GOP Rep. Marjorie Taylor Greene is pushing back hard on rumors that she plans to run for president. After announcing she would resign from Congress in January, speculation exploded — but she shut it down immediately on Sunday. “I’m not running for President and never said I wanted to and have only laughed about it when anyone would mention it,” Greene wrote on X.
The rumors began to swirl after outlets like Time Magazine and NOTUS reported that Greene had privately floated a 2028 presidential bid. Greene blasted those reports as nonsense.
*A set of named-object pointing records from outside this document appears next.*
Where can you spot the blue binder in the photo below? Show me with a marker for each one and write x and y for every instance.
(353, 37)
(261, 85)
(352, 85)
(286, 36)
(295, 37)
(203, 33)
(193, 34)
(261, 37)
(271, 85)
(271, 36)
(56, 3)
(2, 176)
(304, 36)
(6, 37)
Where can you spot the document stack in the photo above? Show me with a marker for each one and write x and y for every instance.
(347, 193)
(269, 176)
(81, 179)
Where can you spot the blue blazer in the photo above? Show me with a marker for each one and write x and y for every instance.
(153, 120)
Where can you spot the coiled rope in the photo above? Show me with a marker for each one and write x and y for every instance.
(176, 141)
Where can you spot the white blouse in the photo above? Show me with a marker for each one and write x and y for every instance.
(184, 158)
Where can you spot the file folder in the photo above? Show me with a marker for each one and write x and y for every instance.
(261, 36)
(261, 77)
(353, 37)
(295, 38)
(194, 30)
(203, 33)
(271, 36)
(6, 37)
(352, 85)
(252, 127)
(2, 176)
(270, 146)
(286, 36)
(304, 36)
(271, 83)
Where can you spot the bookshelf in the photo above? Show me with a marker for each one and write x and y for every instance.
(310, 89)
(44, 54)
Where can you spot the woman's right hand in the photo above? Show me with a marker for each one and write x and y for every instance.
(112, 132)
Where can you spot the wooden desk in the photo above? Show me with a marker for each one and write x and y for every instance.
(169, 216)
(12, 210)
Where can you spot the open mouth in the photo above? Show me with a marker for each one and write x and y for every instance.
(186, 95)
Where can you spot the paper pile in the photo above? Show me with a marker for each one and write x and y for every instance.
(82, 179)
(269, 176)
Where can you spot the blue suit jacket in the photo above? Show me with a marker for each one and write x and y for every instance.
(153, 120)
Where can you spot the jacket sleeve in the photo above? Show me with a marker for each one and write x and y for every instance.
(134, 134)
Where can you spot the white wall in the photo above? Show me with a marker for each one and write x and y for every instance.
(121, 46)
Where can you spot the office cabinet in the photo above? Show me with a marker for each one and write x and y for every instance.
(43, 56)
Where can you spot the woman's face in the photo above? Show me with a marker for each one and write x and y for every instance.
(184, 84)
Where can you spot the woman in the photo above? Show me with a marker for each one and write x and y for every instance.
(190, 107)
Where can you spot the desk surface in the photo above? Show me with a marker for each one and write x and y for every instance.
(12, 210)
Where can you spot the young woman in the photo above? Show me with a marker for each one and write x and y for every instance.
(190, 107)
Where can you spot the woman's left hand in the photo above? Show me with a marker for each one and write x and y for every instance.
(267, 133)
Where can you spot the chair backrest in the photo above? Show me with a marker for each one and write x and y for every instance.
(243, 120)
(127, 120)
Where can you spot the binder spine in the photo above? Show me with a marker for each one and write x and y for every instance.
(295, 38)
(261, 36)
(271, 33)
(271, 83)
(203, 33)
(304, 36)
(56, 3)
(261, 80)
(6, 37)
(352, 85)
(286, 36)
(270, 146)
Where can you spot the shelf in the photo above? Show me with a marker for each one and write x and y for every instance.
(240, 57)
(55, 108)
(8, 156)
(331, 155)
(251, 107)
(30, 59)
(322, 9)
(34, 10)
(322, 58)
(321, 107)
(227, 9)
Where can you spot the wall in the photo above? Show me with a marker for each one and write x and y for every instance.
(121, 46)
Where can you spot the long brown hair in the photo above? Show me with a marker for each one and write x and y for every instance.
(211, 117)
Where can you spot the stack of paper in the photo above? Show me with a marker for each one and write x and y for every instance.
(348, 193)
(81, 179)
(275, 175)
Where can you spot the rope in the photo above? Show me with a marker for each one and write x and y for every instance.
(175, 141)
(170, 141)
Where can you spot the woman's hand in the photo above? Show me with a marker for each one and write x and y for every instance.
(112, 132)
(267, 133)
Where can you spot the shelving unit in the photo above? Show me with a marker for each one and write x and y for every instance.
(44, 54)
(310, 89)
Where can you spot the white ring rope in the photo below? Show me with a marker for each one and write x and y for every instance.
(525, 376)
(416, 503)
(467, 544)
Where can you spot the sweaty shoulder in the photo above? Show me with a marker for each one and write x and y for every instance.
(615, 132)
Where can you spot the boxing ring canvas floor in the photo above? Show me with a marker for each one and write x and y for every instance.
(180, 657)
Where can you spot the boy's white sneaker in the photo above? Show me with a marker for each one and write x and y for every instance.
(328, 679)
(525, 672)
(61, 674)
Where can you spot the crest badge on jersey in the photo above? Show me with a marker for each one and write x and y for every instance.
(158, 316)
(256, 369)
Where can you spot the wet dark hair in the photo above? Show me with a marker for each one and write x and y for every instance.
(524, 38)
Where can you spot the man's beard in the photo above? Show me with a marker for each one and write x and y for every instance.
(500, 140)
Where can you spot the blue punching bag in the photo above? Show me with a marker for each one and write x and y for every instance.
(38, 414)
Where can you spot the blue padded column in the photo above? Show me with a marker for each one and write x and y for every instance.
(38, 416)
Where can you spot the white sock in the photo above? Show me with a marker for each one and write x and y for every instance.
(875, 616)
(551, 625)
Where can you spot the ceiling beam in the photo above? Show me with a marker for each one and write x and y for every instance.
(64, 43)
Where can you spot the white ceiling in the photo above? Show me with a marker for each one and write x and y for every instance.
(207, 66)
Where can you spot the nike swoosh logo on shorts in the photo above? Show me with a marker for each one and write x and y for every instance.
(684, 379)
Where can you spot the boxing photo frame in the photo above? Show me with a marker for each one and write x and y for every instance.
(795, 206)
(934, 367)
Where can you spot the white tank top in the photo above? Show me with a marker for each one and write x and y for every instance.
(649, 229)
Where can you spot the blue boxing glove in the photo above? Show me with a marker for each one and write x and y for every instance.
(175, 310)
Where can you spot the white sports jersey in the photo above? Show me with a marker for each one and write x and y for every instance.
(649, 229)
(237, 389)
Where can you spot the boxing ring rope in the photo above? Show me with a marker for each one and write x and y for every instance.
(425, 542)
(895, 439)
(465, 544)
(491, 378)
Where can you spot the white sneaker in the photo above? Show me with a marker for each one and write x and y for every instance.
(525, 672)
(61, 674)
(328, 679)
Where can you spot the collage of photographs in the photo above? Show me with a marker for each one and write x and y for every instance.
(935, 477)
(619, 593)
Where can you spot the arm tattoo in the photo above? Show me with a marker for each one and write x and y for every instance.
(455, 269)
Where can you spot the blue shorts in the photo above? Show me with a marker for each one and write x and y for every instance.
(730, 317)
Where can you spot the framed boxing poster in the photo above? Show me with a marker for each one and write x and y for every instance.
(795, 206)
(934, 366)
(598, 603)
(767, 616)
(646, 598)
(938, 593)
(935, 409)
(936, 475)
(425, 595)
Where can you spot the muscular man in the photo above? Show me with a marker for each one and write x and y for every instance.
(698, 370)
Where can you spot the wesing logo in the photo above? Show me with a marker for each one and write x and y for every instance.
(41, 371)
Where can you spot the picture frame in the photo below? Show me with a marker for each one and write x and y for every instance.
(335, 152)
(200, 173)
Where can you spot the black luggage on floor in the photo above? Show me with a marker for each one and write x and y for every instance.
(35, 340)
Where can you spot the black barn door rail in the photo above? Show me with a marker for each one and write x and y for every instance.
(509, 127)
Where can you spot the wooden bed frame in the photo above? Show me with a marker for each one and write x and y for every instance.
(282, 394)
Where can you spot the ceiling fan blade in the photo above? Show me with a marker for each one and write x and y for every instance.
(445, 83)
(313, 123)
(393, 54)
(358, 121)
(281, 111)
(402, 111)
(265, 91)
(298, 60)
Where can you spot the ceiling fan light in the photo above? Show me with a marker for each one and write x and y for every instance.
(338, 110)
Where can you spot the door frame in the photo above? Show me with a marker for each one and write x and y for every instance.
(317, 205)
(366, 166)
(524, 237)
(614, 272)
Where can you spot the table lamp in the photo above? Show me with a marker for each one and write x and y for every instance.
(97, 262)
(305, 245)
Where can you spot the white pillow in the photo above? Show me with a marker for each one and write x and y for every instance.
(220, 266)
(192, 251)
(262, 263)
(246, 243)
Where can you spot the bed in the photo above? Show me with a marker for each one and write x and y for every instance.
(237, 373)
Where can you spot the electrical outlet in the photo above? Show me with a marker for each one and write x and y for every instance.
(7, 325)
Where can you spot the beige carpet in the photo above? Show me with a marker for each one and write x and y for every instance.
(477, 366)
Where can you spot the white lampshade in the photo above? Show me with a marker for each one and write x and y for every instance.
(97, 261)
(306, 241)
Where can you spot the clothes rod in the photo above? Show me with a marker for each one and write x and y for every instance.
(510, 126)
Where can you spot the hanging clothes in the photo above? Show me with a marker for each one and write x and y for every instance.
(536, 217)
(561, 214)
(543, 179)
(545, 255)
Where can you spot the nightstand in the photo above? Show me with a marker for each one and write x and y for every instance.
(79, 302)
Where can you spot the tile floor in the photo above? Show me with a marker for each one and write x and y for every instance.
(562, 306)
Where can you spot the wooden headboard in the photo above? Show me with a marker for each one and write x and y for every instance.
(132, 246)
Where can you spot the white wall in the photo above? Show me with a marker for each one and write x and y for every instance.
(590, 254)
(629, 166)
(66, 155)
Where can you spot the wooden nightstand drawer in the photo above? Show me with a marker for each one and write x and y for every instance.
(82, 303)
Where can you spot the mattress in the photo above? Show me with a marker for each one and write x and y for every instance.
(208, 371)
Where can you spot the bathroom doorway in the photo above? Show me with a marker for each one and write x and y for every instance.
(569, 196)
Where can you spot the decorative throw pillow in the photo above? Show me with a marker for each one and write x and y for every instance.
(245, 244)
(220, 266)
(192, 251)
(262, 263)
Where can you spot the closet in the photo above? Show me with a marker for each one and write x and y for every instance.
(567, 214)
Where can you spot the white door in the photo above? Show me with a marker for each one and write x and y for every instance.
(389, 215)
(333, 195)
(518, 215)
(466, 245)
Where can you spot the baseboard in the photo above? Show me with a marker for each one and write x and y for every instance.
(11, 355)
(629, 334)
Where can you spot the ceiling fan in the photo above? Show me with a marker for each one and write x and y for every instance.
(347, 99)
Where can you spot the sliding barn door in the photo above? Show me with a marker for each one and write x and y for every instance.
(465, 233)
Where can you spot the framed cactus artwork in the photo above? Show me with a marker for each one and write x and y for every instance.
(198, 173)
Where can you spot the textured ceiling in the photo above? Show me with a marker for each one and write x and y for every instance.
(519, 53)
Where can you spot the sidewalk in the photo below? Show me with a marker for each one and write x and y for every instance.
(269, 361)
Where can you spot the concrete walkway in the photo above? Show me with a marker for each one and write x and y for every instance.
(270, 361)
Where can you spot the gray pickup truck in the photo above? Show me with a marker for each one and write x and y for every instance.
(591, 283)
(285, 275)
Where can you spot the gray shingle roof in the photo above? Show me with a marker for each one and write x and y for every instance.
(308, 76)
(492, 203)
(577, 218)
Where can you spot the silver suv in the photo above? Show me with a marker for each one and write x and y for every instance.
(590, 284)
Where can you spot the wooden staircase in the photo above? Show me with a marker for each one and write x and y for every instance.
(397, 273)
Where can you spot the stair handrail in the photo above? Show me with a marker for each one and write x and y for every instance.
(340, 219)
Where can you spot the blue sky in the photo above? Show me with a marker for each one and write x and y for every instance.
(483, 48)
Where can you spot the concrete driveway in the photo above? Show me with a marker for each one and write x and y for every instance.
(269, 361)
She said people don’t understand what actually goes into running for the highest office in the country, and they definitely don’t understand why she has no desire to do it.
She said running for president means traveling nonstop, begging donors, living in permanent exhaustion, destroying your health and personal life, and doing it all to enter a broken system that blocks real solutions. “The fact that I’d have to go through all that but would be totally blocked from truly fixing anything is exactly why I would never do it,” Greene wrote. For her, that was enough reason to never even consider it.
The Georgia Republican said she is “not motivated by power and titles,” and accused Washington of being rotten to the core. She called it the “Political Industrial Complex,” claiming it crushes people who genuinely want change and rewards those who keep the status quo alive. Greene said she knows they’d never allow someone like her — or the everyday Americans she represents — to actually fix the crises facing the country.
Her surprise announcement that she’s leaving Congress came after a dramatic split with President Trump, who withdrew his endorsement and publicly criticized her. Greene, once seen as one of Trump’s most loyal defenders, hardened in recent months against GOP leadership over health care, affordability, and shutdown negotiations. While the party waffled on transparency, she kept demanding full release of the Epstein files.
For a lawmaker who built her brand as a firebrand ally of Trump and conservative grassroots voters, her resignation shocked Washington. It also triggered widespread theories — including that she was maneuvering for the presidency. Greene says those rumors are not just wrong, but ridiculous. She insists she would never waste her life in a system that refuses to let anyone actually fix the problems it created.